When in the fall Humphrey lost to Richard Nixon by the narrowest of margins, the what-ifs were heard anew. Kennedy as the nominee, Lewis says, would have drawn many voters dissatisfied with Humphrey’s 11th-hour break from LBJ’s war policy.

Beyond that, Kennedy probably would have benefited from the inferiority complex that burdened Nixon. Like other Republicans, Nixon liked to talk dismissively of “Bobby.” But he was intimidated by the family whose leader in 1960 had shattered his presidential dreams. The spectacle of Robert Kennedy pounding at him through the autumn of 1968 very likely would have taken a toll.

What kind of president would RFK have been? “If Robert Kennedy had lived,” Lewis says, “I’m convinced that he would have ended the war and he would have built on the efforts of Lyndon Johnson—would have taken the Great Society much farther down the road.”

Kennedy, others said at the time, almost certainly would have ended the American involvement in Vietnam either through a negotiated settlement between the warring Vietnamese or by withdrawing long before President Nixon pulled out the last US troops.

Domestically, a Robert Kennedy presidency would have, at a minimum, saved the country much political grief. It would have meant no Spiro Agnew vice presidency and resignation, no Watergate scandal, no constitutional crisis that ended with Nixon’s own resignation.

Some conjectured much later that Kennedy would have kept alive important aspects of the fight against urban unrest and poverty begun by JFK and LBJ but hindered by the costs of the Vietnam War. Said Richard Goodwin: “He might well have been able to sustain that liberal impulse for quite a while.”

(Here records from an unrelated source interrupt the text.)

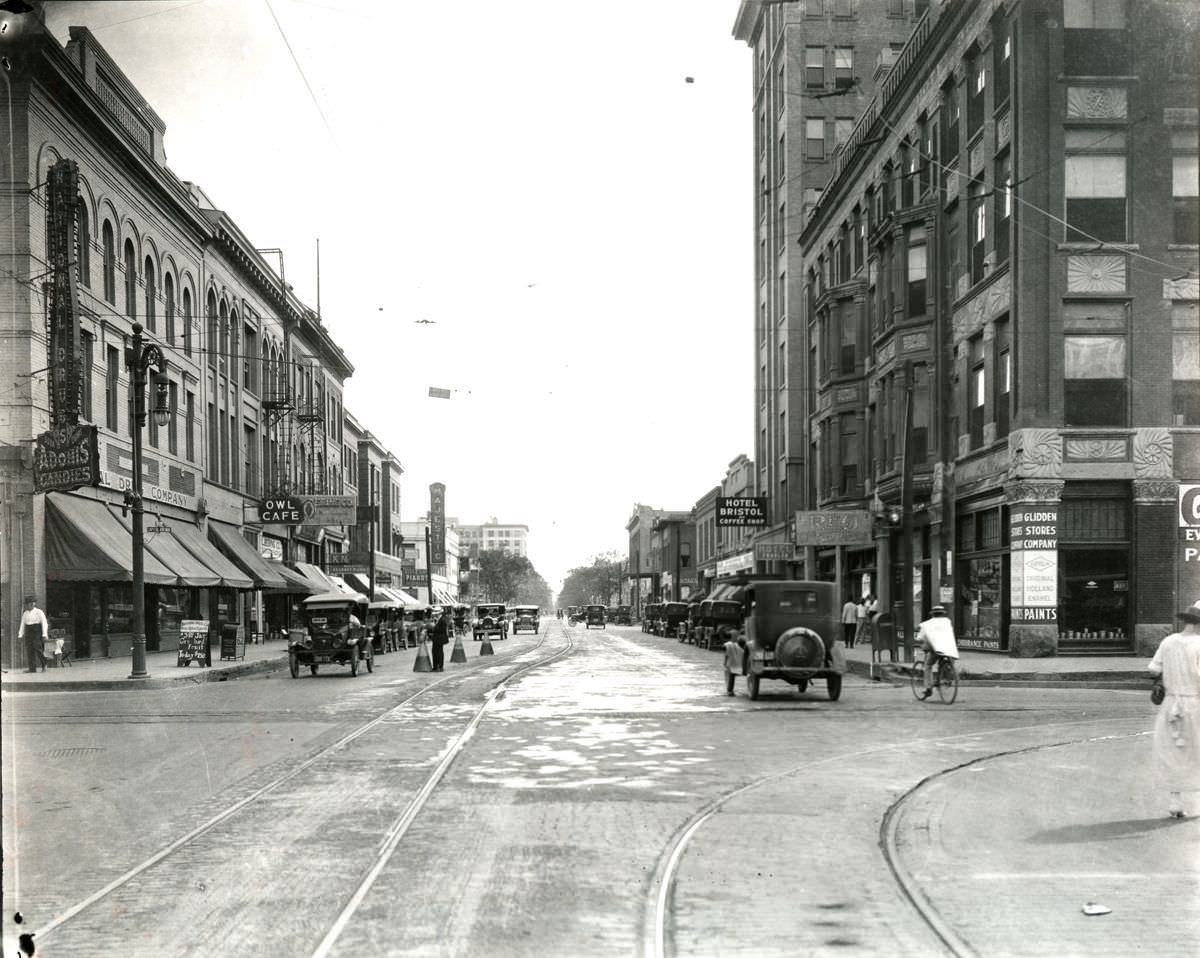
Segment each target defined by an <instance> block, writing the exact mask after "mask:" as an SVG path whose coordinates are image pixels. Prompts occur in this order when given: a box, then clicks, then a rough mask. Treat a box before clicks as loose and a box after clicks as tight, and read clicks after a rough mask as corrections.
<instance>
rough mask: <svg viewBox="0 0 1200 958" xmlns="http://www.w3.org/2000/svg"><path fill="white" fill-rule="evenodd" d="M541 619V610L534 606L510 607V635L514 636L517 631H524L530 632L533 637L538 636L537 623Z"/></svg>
mask: <svg viewBox="0 0 1200 958" xmlns="http://www.w3.org/2000/svg"><path fill="white" fill-rule="evenodd" d="M540 618H541V609H540V607H538V606H536V605H514V606H512V634H514V635H516V634H517V633H518V631H521V630H522V629H524V630H526V631H532V633H533V634H534V635H536V634H538V621H539V619H540Z"/></svg>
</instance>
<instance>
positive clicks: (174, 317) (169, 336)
mask: <svg viewBox="0 0 1200 958" xmlns="http://www.w3.org/2000/svg"><path fill="white" fill-rule="evenodd" d="M162 309H163V312H164V313H166V315H167V329H166V330H164V333H166V334H167V343H168V345H169V346H174V345H175V281H174V280H173V279H172V275H170V274H169V273H164V274H163V275H162Z"/></svg>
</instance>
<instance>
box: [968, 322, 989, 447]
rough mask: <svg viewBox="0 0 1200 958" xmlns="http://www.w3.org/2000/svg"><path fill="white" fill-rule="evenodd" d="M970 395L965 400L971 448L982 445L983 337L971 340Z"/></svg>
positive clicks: (983, 366) (985, 391) (978, 446)
mask: <svg viewBox="0 0 1200 958" xmlns="http://www.w3.org/2000/svg"><path fill="white" fill-rule="evenodd" d="M970 382H971V395H970V397H968V399H967V425H968V430H970V433H968V435H970V437H971V448H972V449H978V448H979V447H980V445H983V417H984V411H985V409H986V406H988V367H986V366H985V365H984V355H983V336H976V337H974V339H973V340H971V381H970Z"/></svg>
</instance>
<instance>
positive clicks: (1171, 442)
mask: <svg viewBox="0 0 1200 958" xmlns="http://www.w3.org/2000/svg"><path fill="white" fill-rule="evenodd" d="M1174 460H1175V444H1174V443H1172V441H1171V433H1170V432H1169V431H1168V430H1165V429H1139V430H1138V431H1136V432H1134V435H1133V475H1134V479H1165V478H1168V477H1170V474H1171V468H1172V466H1174Z"/></svg>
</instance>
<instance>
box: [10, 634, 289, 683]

With Robert Kennedy’s voice silenced and without his burning impatience, the Democratic Party slipped into the dismal years of Jimmy Carter and then was eclipsed by the conservatism of the Reagan Revolution. Robert’s brother Ted, though he failed in reaching the presidency, has persevered in the Senate as torchbearer of the legacy of his fallen brothers.

Earlier this year, Ted Kennedy invoked the memory of Robert Kennedy by throwing his support behind the presidential candidacy of Barack Obama, another charismatic and impatient Democrat.

Lewis, an early Hillary Clinton supporter who switched to Obama, says: “I don’t think we’ve had anything close to the dedication of Robert Kennedy until Obama. I see a similarity in their ability to build a coalition of the poorest of the poor, the middle class, and even those doing well.”

It’s too soon to speculate on whether Obama will fill the void in the Democratic Party left 40 years ago by the passing of Robert Kennedy. But like RFK, Obama has rallied an army of young Americans with the same insistent oratory that in 1968 inflamed arguably the most dramatic presidential campaign in American history.